H.R. 1965 (112th): To amend the securities laws to establish certain thresholds for shareholder registration, and for other purposes.

112th Congress, 2011–2013. Text as of May 24, 2011 (Introduced).

Status & Summary | PDF | Source: GPO

I

112th CONGRESS

1st Session

H. R. 1965

IN THE HOUSE OF REPRESENTATIVES

May 24, 2011

(for himself and Mr.
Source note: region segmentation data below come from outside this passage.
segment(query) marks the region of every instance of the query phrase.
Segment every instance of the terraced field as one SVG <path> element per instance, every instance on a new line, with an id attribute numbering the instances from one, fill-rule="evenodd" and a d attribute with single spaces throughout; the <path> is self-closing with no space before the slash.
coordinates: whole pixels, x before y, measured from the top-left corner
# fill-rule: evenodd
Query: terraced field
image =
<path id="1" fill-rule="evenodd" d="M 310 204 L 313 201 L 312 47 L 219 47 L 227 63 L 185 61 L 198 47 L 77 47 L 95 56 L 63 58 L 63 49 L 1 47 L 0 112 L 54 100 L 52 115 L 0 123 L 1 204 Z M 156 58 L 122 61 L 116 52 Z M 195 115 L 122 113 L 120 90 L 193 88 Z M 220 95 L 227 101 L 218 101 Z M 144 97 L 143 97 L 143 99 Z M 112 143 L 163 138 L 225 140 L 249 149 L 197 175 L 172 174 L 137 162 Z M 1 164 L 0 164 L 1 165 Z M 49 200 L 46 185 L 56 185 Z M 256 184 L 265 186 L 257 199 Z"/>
Womack) introduced the following bill; which was referred to the Committee on Financial Services

A BILL

To amend the securities laws to establish certain thresholds for shareholder registration, and for other purposes.

1.

Shareholder registration threshold

(a)

Amendments to section 12 of the Securities Exchange Act of 1934

Section 12(g) of the Securities Exchange Act of 1934 (15 U.S.C. 781(g)) is amended—

(1)

in paragraph (1)—

(A)

by striking subparagraphs (A) and (B) and inserting the following:

(1)

in the case of an issuer that is a bank, as such term is defined in section 3(a)(6) of this title, or a bank holding company, as such term is defined in section (2) of the Bank Holding Company Act of 1956 (12 U.S.C. 1841), 2000 persons or more; and

(2)

in the case of an issuer that is not a bank or bank holding company, 500 persons or more,

; and

(B)

by striking commerce shall and inserting commerce shall, not later than 120 days after the last day of its first fiscal year ended after the effective date of this subsection, on which the issuer has total assets exceeding $10,000,000 and a class of equity security (other than an exempted security) held of record by; and

(2)

in paragraph (4), by striking three hundred and inserting 300 persons, or, in the case of a bank, as such term is defined in section 3(a)(6), or a bank holding company, as such term is defined in section (2) of the Bank Holding Company Act of 1956 (12 U.S.C. 1841), 1200.

(b)

Amendments to section 15 of the Securities Exchange Act of 1934

Section 15(d) of the Securities Exchange Act of 1934 (15 U.S.C. 78o(d)) is amended, in the third sentence, by striking three hundred and inserting 300 persons, or, in the case of bank, as such term is defined in section 3(a)(6), or a bank holding company, as such term is defined in section (2) of the Bank Holding Company Act of 1956 (12 U.S.C. 1841), 1200.

2.

Study and report on registration thresholds

(a)

Study

(1)

Analysis required

The Chief Economist and Director of the Division of Corporation Finance of the Commission shall jointly conduct a study, including a cost-benefit analysis, of shareholder registration thresholds.

(2)

Costs and benefits

The cost-benefit analysis under paragraph (1) shall take into account—

(A)

the incremental benefits to investors of the increased disclosure that results from registration;

(B)

the incremental costs to issuers associated with registration and reporting requirements; and

(C)

the incremental administrative costs to the Commission associated with different thresholds.

(3)

Thresholds

The cost-benefit analysis under paragraph (1) shall evaluate whether it is advisable to—

(A)

increase the asset threshold;

(B)

index the asset threshold to a measure of inflation;

(C)

increase the shareholder threshold;

(D)

change the shareholder threshold to be based on the number of beneficial owners; and

(E)

create new thresholds based on other criteria.

(b)

Report

Not later than 2 years after the date of enactment of this Act, the Chief Economist and the Director of the Division of Corporation Finance of the Commission shall jointly submit to the Committee on Banking, Housing, and Urban Affairs of the Senate and the Committee on Financial Services of the House of Representatives a report that includes—

(1)

the findings of the study required under subsection (a); and

(2)

recommendations for statutory changes to improve the shareholder registration thresholds.

3.

Rulemaking

Not later than one year after the date of enactment of this Act, the Commission shall issue final regulations to implement this Act and the amendments made by this Act.